L’impresa non è valsa la “spesa”, perché nel giorno – ieri – nel quale è cominciato lo smantellamento del rifugio Pelino di Monte Amaro, i quattro writers che lo avevano dipinto – o imbrattato, dipende dai punti di vista – il 25 agosto del 2022, sono stati rinviati a giudizio dal tribunale di Sulmona con l’accusa di danneggiamento, o meglio di deturpamento e imbrattamento di cose altrui.

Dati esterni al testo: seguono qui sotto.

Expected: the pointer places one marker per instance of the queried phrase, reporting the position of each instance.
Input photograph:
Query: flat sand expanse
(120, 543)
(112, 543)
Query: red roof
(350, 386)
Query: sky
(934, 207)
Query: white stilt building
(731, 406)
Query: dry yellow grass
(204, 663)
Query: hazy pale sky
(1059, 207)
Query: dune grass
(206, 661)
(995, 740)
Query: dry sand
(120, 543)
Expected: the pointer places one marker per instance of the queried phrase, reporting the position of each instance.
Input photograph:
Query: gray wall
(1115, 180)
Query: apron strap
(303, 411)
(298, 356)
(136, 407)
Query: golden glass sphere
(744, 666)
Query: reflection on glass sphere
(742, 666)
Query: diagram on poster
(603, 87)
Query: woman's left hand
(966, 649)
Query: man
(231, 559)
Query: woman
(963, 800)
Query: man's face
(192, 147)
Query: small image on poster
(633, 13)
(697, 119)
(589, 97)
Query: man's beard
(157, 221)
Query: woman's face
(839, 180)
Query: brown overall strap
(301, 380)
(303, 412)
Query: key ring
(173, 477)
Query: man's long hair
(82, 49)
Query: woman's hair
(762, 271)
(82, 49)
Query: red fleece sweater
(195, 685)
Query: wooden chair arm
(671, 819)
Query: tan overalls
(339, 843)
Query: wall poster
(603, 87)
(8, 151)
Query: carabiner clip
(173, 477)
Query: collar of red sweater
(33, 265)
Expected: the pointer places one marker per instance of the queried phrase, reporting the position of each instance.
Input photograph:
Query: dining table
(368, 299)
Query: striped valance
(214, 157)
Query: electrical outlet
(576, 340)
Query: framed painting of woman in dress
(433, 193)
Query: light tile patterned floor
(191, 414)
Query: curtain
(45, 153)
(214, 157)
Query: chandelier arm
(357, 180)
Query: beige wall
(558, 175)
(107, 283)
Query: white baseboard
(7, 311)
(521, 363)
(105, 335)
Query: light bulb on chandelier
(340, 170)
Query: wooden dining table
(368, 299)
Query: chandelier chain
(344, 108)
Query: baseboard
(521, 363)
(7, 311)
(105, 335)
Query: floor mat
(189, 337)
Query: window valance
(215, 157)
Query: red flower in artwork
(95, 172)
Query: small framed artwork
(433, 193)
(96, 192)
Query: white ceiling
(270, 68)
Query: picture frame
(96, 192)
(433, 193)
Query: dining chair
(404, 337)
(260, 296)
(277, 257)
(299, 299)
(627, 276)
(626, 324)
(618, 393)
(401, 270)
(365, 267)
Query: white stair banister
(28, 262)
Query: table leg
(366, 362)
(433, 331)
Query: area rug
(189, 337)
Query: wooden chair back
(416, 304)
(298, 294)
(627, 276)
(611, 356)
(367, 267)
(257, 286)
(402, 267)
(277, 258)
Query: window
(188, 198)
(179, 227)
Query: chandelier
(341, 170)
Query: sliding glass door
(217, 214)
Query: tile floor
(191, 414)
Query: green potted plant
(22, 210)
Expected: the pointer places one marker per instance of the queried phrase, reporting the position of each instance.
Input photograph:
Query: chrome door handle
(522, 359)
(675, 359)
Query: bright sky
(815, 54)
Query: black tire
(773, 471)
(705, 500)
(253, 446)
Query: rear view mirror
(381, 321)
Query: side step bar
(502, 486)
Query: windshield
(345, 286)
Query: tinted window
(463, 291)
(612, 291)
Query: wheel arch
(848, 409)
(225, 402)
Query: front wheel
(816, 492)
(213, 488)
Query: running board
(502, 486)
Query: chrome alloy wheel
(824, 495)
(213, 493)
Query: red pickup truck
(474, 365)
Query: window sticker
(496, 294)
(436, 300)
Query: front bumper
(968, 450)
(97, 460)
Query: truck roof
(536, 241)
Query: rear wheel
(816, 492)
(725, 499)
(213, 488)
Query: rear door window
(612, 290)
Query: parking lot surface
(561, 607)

Luca Mostazzulli, Emanuele Gigantelli, Rama e Mara Mancardi, giovani torinesi tra i 22 e i 30 anni di età, dovranno così comparire davanti al giudice del tribunale di Sulmona, Irene Giamminonni, il prossimo 11 novembre.
La loro impresa non era passata alle cronache – non la loro almeno – per le cinque ore di escursione, quanto per essersi portati dietro le bombolette spray per mettere la firma di writers sul bivacco a struttura geodetica a frequenza 3 che venne ideato alla fine degli anni Settanta e inaugurato nel 1982. Una specie di astronave che si schiacciava con il vento e che, soprattutto, era stata voluta di colore arancione-rosso perché risaltasse nelle giornate di tempesta e nebbia a quota 2793 metri.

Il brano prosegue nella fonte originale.